The Ministry’s proposed solution is to narrow down the list of grounds for obtaining Ukrainian citizenship — they see this as a campaign against the threats to Ukraine’s national security. Avakov’s statement came at the same time when amendments to the law on citizenship were undergoing an intense debate. Two weeks later, President Poroshenko submitted the amended citizenship bill to Parliament. The current citizenship law dates back to 2001. It has been amended several times ever since, but not significantly. The bill proposed by President Poroshenko would abolish the possibility of obtaining Ukrainian citizenship on the basis of having lived in its territory before 1991, ban territorial origin-based citizenship for criminals and more. Among other things, the bill would solve the issue of double citizenship.
The current laws neither allow, nor de facto prohibit double citizenship in Ukraine. There is no legal framework for establishing cases of double citizenship. In other words, the current laws do not qualify a holder of the passport of Ukraine and another country as a person with established double citizenship.
Poroshenko’s bill is not the first attempt to solve this. According to the Main Research and Expert Department of the Verkhovna Rada, seven more bills on the topic were being considered by Parliament at the time when President Poroshenko sponsored his bill. But this attempt has failed, too. President Poroshenko revoked his bill in May, pledging to improve it as the bill faced criticism for one of its provision whereby the residents of Crimea participating in elections on the occupied peninsula would have their Ukrainian citizenship revoked. The problem was that mechanisms for establishing who exactly participates in elections in Crimea have not been detailed — Ukraine does not recognize any entities of the occupational authorities in Crimea, so it cannot recognize any of their statistics as well. The Main Research and Expert Department has criticized some other provisions of the bill, including the one on prevention of double citizenship. Another source of the problem is corrupt bureaucrats. There are no widely known examples of corruption in the immigration system, but a recent case of Dina Pimakhova, ex-Deputy Head of the State Migration Service, has gained a lot of spotlight. She found herself in the epicenter of a clash between different law enforcement agencies in the late 2017. It all started with the Security Bureau of Ukraine (SBU) detaining a NABU agent as he worked undercover trying to bribe Pimakhova. Subsequently, the SBU searched a number of locations used by the NABU staff. NABU claimed that the SBU undermined its massive operation to reveal corruption in migration authorities. The SBU never provided detailed commentary while Prosecutor General Yuriy Lutsenko accused NABU of committing violations during its investigations. The media focused on the clash between law enforcement agencies, firs and foremost, which overshadowed the details of Pimakhova’s case. According to NABU, she requested a US $30,000 bribe from a foreign applicant to falsify his documents for a Ukrainian citizenship application.
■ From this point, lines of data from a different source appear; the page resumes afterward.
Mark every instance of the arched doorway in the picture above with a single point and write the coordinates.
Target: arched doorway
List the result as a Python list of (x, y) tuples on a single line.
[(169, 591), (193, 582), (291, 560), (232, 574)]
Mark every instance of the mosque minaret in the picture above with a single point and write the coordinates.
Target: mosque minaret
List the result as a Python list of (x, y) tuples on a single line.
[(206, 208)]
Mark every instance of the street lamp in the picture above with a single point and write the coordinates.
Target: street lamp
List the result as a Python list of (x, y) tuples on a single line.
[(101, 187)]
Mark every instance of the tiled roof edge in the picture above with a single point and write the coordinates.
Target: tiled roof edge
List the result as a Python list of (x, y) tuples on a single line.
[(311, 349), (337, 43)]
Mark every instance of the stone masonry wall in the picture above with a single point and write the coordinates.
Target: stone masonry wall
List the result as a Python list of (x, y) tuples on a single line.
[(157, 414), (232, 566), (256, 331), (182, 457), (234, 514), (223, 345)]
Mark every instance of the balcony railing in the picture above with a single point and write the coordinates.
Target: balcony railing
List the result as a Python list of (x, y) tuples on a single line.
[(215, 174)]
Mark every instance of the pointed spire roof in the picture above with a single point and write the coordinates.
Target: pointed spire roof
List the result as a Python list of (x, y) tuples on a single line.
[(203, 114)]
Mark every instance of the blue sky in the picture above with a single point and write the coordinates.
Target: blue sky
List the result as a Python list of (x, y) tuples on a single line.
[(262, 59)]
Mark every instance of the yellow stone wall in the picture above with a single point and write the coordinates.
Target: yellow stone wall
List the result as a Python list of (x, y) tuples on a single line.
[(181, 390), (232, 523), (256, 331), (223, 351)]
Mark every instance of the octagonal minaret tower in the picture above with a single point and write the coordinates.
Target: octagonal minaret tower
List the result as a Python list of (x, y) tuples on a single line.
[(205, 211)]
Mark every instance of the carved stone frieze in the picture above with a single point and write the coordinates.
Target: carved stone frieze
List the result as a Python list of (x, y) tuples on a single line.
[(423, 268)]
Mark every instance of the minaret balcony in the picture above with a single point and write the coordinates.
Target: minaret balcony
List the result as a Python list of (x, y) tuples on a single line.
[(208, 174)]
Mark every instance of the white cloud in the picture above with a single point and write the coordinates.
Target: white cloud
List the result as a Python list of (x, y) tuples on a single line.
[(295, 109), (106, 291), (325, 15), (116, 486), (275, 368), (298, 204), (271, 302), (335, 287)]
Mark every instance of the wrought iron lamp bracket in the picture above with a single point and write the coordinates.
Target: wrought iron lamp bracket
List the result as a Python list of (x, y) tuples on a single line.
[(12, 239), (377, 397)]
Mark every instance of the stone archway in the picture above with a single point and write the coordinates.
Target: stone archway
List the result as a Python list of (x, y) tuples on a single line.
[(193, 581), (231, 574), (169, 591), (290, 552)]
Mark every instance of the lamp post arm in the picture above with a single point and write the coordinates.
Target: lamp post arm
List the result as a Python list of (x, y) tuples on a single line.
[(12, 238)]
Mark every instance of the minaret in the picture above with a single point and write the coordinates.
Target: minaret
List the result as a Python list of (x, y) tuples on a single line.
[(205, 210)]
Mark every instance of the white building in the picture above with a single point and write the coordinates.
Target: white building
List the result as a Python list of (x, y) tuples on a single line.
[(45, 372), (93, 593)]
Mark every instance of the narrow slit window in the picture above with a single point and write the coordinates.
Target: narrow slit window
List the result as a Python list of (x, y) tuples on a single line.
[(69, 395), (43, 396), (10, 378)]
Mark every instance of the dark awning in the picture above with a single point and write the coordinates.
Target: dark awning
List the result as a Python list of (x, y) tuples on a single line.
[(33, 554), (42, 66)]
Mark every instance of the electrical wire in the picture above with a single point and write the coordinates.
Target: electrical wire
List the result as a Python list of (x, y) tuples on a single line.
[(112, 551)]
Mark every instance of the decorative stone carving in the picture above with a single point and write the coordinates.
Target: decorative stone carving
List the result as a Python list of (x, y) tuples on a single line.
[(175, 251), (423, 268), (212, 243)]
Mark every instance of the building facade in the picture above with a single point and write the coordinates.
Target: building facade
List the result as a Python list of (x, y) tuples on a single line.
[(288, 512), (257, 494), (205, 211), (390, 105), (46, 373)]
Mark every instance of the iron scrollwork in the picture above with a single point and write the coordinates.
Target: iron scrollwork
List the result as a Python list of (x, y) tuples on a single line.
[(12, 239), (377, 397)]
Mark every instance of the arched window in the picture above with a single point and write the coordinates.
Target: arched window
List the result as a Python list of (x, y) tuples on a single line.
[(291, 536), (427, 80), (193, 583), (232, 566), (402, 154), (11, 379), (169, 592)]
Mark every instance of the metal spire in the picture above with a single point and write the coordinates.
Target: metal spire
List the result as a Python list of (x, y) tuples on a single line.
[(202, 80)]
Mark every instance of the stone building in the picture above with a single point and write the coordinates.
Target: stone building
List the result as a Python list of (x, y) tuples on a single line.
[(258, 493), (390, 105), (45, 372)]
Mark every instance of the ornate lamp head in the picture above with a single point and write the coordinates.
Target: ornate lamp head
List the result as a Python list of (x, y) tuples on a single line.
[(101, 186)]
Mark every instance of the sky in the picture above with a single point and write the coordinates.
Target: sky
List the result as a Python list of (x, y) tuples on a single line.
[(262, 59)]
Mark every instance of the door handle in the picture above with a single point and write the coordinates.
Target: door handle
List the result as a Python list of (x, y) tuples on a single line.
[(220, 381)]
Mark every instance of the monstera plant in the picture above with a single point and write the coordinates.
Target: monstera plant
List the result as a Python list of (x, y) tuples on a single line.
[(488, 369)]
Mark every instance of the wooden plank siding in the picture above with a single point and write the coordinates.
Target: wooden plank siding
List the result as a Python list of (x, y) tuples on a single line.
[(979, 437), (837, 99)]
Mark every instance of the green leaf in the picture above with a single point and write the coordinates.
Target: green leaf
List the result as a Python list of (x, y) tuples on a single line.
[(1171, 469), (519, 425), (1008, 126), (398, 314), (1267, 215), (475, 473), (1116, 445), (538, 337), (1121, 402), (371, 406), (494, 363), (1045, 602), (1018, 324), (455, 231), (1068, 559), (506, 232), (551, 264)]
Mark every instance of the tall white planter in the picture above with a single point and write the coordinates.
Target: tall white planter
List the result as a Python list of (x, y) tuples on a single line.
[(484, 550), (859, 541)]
In 2014, 7,777 people got their Ukrainian passports based on their territorial origin or Presidential Decrees — these are the two possible ways to obtain Ukrainian citizenship. In 2015, the number dropped to 4,723. It barely changed in 2016 and 2017 with 4,803 and 4,581 respectively.
She was dismissed in March but that was not the end of the story. The Consolidated Register of Court Decisions contains quite a few files on her case. One describes the following episode: Pikhamova allegedly promised a citizen of Vietnam to help him get a temporary residence permit in Ukraine for a bribe of US $1,800.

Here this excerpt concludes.